Where India has the advantage over many other countries, he adds, is in its speed of trial recruitment: “Fast recruitment is the key to cost-effective global clinical trials and, because of the size of our population, we can recruit at five to 10 times the rate of many other countries,” explains Dr Sahoo.

Alongside the changes in patent and medicines laws is the surge in GCP. Any academic centre or hospital unit that wants to take part in clinical trials of new drugs will need to demonstrate GCP — something that Dr Bakhle estimates only about 250 can currently do.

“At present, we have pockets of excellence, with pharmaceutical companies going to the same people and the same hospitals each time to carry out their studies. We now need to spread the load, and double the number of GCP centres to 500, and then more,” he adds.

The Indian Forum for Good Clinical Practice (InFo-GCP) has been set up to train more doctors in appropriate methodology and, by the end of this year, the Drugs Controller General of India — the equivalent of the UK Medicines and Healthcare products Regulatory Agency — will take over the job of inspecting GCP-accredited centres involved in clinical trials.

Dr Sahoo explains that most trials are carried out in public hospitals rather than private ones because they are more likely to have the ethics committees and laboratory facilities that are required for clinical trials.

“We have the same procedures and documentation for obtaining consent as anywhere else, though obviously we have to take time explaining and translating for patients. Some patients want to go back and think about it before giving their consent, even though they have a lot of trust in the investigators,” Dr Sahoo explains.

For those with concerns about the validity of clinical trial results obtained in Asian populations for largely Caucasian patients, there is also good news. Although there are differences in safety and efficacy of a number of drugs, particularly in the cardiovascular area, Geoffrey Tucker, head of the academic unit of clinical pharmacology at Sheffield University, believes they are not insurmountable.

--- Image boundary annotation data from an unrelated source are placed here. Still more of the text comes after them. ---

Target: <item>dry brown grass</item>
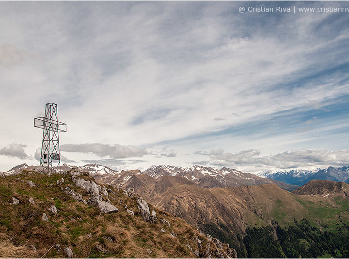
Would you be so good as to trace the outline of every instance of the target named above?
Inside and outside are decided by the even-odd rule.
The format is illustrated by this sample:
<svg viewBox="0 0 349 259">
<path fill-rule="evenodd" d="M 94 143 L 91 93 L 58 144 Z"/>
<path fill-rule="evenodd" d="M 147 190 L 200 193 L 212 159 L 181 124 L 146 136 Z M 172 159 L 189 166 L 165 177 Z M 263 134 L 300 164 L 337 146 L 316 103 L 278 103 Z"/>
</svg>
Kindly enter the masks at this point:
<svg viewBox="0 0 349 259">
<path fill-rule="evenodd" d="M 9 240 L 0 241 L 0 258 L 32 258 L 34 252 L 25 245 L 16 246 Z"/>
</svg>

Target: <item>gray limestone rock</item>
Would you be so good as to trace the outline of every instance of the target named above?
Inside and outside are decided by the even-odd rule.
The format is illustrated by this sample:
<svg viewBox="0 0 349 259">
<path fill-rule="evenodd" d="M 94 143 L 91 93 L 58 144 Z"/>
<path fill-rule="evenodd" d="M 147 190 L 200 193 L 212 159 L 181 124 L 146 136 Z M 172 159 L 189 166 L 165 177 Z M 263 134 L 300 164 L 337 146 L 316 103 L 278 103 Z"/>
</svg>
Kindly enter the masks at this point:
<svg viewBox="0 0 349 259">
<path fill-rule="evenodd" d="M 58 243 L 55 245 L 55 248 L 56 248 L 56 250 L 57 251 L 57 253 L 61 252 L 61 245 L 60 244 Z"/>
<path fill-rule="evenodd" d="M 127 190 L 123 190 L 124 194 L 130 198 L 133 198 L 136 195 L 136 192 L 133 188 L 129 187 Z"/>
<path fill-rule="evenodd" d="M 219 239 L 215 239 L 214 240 L 214 242 L 216 243 L 216 245 L 217 245 L 217 247 L 220 249 L 222 249 L 223 246 L 222 245 L 222 242 L 221 241 L 220 241 L 220 240 Z M 211 241 L 212 241 L 212 238 L 211 238 Z"/>
<path fill-rule="evenodd" d="M 87 204 L 86 201 L 84 200 L 83 198 L 82 198 L 82 195 L 81 194 L 79 193 L 75 192 L 74 190 L 71 190 L 69 186 L 67 186 L 65 187 L 65 189 L 63 189 L 63 187 L 62 187 L 61 189 L 65 194 L 71 196 L 74 200 L 78 201 L 82 201 L 86 204 Z"/>
<path fill-rule="evenodd" d="M 171 227 L 171 225 L 170 225 L 170 222 L 167 221 L 165 219 L 161 219 L 160 220 L 160 221 L 161 221 L 161 223 L 162 223 L 162 224 L 166 224 L 169 227 Z"/>
<path fill-rule="evenodd" d="M 19 200 L 15 198 L 15 197 L 12 197 L 12 202 L 10 204 L 11 205 L 16 205 L 19 204 Z"/>
<path fill-rule="evenodd" d="M 46 215 L 46 213 L 44 212 L 43 213 L 42 217 L 41 217 L 41 219 L 44 221 L 48 221 L 48 218 L 47 215 Z"/>
<path fill-rule="evenodd" d="M 48 209 L 48 210 L 51 211 L 55 215 L 57 214 L 57 208 L 54 205 L 51 205 L 51 207 Z"/>
<path fill-rule="evenodd" d="M 58 185 L 61 185 L 64 183 L 64 179 L 63 178 L 61 178 L 60 180 L 57 180 L 57 183 Z"/>
<path fill-rule="evenodd" d="M 228 256 L 231 258 L 238 258 L 238 253 L 234 248 L 228 248 L 227 252 Z"/>
<path fill-rule="evenodd" d="M 64 251 L 64 252 L 65 254 L 65 255 L 66 256 L 67 258 L 73 258 L 73 251 L 70 248 L 69 248 L 69 247 L 64 247 L 64 249 L 63 251 Z"/>
<path fill-rule="evenodd" d="M 36 172 L 36 173 L 40 173 L 41 174 L 47 174 L 48 172 L 47 167 L 41 166 L 40 165 L 35 166 L 33 168 L 31 169 L 31 171 L 33 171 L 34 172 Z"/>
<path fill-rule="evenodd" d="M 137 206 L 141 210 L 141 214 L 143 217 L 143 219 L 145 221 L 149 221 L 150 220 L 150 211 L 146 201 L 142 197 L 140 197 L 137 198 Z"/>
<path fill-rule="evenodd" d="M 128 210 L 128 209 L 127 208 L 126 211 L 130 215 L 131 215 L 132 216 L 134 216 L 134 212 L 133 212 L 133 210 Z"/>
<path fill-rule="evenodd" d="M 90 190 L 90 199 L 89 199 L 89 203 L 92 205 L 98 206 L 97 201 L 100 200 L 100 195 L 99 195 L 99 189 L 100 188 L 95 182 L 91 183 L 91 189 Z"/>
<path fill-rule="evenodd" d="M 98 209 L 103 213 L 117 212 L 119 210 L 117 208 L 106 201 L 98 200 L 96 202 Z"/>
<path fill-rule="evenodd" d="M 28 182 L 28 184 L 31 187 L 35 187 L 36 186 L 35 185 L 35 184 L 32 181 L 29 181 L 29 182 Z"/>
<path fill-rule="evenodd" d="M 153 223 L 155 223 L 157 221 L 156 212 L 154 210 L 152 211 L 151 215 L 150 215 L 150 221 Z"/>
</svg>

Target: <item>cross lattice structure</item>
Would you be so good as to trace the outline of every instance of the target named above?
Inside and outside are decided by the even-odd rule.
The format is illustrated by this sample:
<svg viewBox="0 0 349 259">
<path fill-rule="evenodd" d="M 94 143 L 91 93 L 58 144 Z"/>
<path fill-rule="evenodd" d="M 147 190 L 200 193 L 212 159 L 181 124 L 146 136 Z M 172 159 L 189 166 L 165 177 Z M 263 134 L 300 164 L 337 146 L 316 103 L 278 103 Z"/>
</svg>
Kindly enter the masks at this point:
<svg viewBox="0 0 349 259">
<path fill-rule="evenodd" d="M 56 162 L 57 168 L 61 172 L 61 160 L 59 151 L 59 132 L 66 131 L 66 124 L 58 120 L 57 104 L 53 103 L 46 104 L 45 117 L 34 119 L 34 127 L 43 129 L 42 145 L 40 156 L 40 165 L 47 166 L 48 173 L 53 173 L 53 160 Z"/>
</svg>

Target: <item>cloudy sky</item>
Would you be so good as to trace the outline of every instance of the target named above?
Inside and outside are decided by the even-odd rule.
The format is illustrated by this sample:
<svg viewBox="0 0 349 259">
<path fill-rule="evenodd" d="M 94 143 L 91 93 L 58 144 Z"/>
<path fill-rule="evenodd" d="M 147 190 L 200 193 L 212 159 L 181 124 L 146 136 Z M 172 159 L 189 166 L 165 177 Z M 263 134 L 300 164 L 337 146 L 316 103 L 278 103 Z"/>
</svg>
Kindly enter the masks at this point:
<svg viewBox="0 0 349 259">
<path fill-rule="evenodd" d="M 349 164 L 345 2 L 0 2 L 0 171 L 63 162 L 244 172 Z"/>
</svg>

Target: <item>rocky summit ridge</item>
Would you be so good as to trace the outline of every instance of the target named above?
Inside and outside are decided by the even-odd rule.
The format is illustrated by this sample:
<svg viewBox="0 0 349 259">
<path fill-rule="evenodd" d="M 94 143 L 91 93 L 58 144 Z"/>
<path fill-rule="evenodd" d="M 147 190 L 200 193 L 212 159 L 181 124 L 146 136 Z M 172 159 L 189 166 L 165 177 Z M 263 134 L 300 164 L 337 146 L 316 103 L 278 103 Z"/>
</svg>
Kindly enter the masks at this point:
<svg viewBox="0 0 349 259">
<path fill-rule="evenodd" d="M 1 257 L 237 257 L 131 188 L 97 183 L 78 167 L 32 169 L 0 178 Z"/>
</svg>

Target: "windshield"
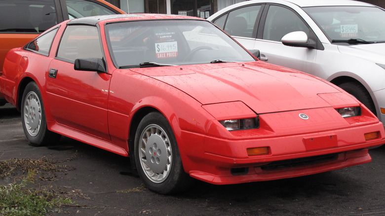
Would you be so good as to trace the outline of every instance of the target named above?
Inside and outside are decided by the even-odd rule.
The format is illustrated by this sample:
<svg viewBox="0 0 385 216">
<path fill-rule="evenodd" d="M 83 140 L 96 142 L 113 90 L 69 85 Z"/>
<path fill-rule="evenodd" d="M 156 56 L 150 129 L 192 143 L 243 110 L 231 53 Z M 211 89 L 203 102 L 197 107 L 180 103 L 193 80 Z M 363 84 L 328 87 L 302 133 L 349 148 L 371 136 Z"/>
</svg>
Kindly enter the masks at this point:
<svg viewBox="0 0 385 216">
<path fill-rule="evenodd" d="M 303 9 L 332 42 L 349 39 L 358 39 L 356 43 L 385 41 L 385 11 L 378 7 L 340 6 Z"/>
<path fill-rule="evenodd" d="M 255 61 L 204 20 L 129 21 L 106 28 L 110 54 L 118 68 Z"/>
</svg>

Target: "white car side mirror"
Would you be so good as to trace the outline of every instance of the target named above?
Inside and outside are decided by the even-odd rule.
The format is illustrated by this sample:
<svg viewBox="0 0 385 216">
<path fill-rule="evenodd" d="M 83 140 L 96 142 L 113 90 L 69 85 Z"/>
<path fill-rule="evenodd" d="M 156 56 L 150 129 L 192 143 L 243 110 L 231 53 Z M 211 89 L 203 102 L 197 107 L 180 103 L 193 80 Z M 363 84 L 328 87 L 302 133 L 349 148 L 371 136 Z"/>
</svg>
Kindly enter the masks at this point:
<svg viewBox="0 0 385 216">
<path fill-rule="evenodd" d="M 308 42 L 308 35 L 304 32 L 293 32 L 285 35 L 281 39 L 283 43 L 305 43 Z"/>
</svg>

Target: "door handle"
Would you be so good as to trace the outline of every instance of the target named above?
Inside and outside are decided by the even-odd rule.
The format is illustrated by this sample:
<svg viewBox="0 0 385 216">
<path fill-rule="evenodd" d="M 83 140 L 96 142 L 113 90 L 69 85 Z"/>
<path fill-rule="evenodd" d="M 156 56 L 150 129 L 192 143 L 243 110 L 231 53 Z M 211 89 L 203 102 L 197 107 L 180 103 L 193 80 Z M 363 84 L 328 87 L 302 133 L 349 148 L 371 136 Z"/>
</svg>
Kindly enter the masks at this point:
<svg viewBox="0 0 385 216">
<path fill-rule="evenodd" d="M 268 61 L 268 57 L 267 57 L 264 54 L 261 54 L 261 60 L 262 61 Z"/>
<path fill-rule="evenodd" d="M 48 77 L 52 78 L 56 78 L 56 72 L 57 70 L 56 69 L 49 69 L 49 72 L 48 72 Z"/>
</svg>

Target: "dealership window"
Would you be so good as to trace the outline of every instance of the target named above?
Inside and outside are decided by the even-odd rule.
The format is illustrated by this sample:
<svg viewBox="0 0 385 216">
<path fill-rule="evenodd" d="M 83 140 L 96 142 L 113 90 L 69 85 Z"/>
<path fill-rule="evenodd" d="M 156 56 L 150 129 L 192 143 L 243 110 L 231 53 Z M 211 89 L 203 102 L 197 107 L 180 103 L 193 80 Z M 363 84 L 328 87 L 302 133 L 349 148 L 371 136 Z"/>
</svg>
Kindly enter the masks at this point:
<svg viewBox="0 0 385 216">
<path fill-rule="evenodd" d="M 212 14 L 210 0 L 171 0 L 171 13 L 207 18 Z"/>
</svg>

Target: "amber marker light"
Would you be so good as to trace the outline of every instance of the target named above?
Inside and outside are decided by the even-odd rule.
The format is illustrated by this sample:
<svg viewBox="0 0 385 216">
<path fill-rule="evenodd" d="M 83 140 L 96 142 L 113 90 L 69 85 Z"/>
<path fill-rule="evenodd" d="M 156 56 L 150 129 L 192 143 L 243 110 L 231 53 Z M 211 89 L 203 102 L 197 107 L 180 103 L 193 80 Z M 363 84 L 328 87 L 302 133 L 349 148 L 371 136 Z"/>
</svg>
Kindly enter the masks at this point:
<svg viewBox="0 0 385 216">
<path fill-rule="evenodd" d="M 269 154 L 269 147 L 247 148 L 247 155 L 249 156 L 261 155 Z"/>
<path fill-rule="evenodd" d="M 365 136 L 365 140 L 368 141 L 369 140 L 373 140 L 374 139 L 377 139 L 379 137 L 379 132 L 377 131 L 376 132 L 372 132 L 365 134 L 364 135 L 364 136 Z"/>
</svg>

“There are genetic differences in pharmacokinetics, but they aren’t all-or-nothing, and you can factor them into the design of the trial and the analysis of the results,” he says.

He explains that pharmacokinetic differences are highly selective. For example, the enzyme CYP2D6, which affects the metabolism of CNS drugs, is absent in about 8 per cent of Caucasians, but less than 1 per cent of those from Asia and Japan. So, for any given dose of drugs that need CYP2D6, Asian and Japanese patients will be less likely to be deficient in clearing it.

In contrast, 15 to 20 per cent of Japanese and Chinese patients are deficient in CYP2C19, utilised by H2-blockers, compared with less than 3 per cent of Caucasians, but such differences can be accommodated by dosage changes.

Advantages

“On the pharmacokinetics side, the advantages of being able to carry out clinical trials in Asian populations probably outweigh any disadvantages, but we know less about differences in pharmacodynamics,” explains Professor Tucker.

Ethnic differences in receptor type may have a more significant impact on efficacy, he suggests, than pharmacokinetic variations. The issue of ethnic variability in safety and efficacy is something that the ICH — the International Conference on Harmonisation of Technical Requirements for Registration of Pharmaceuticals for Human Use — keeps under review. But it is not currently seen as a significant impediment to global trials.

India is not the only country competing for global clinical trials business. With its vast population resource and fast growing economy, China is also predicted to become a major player. But language problems, added to bureaucratic difficulties and limited availability of GCP may, for the time being at least, leave India in pole position.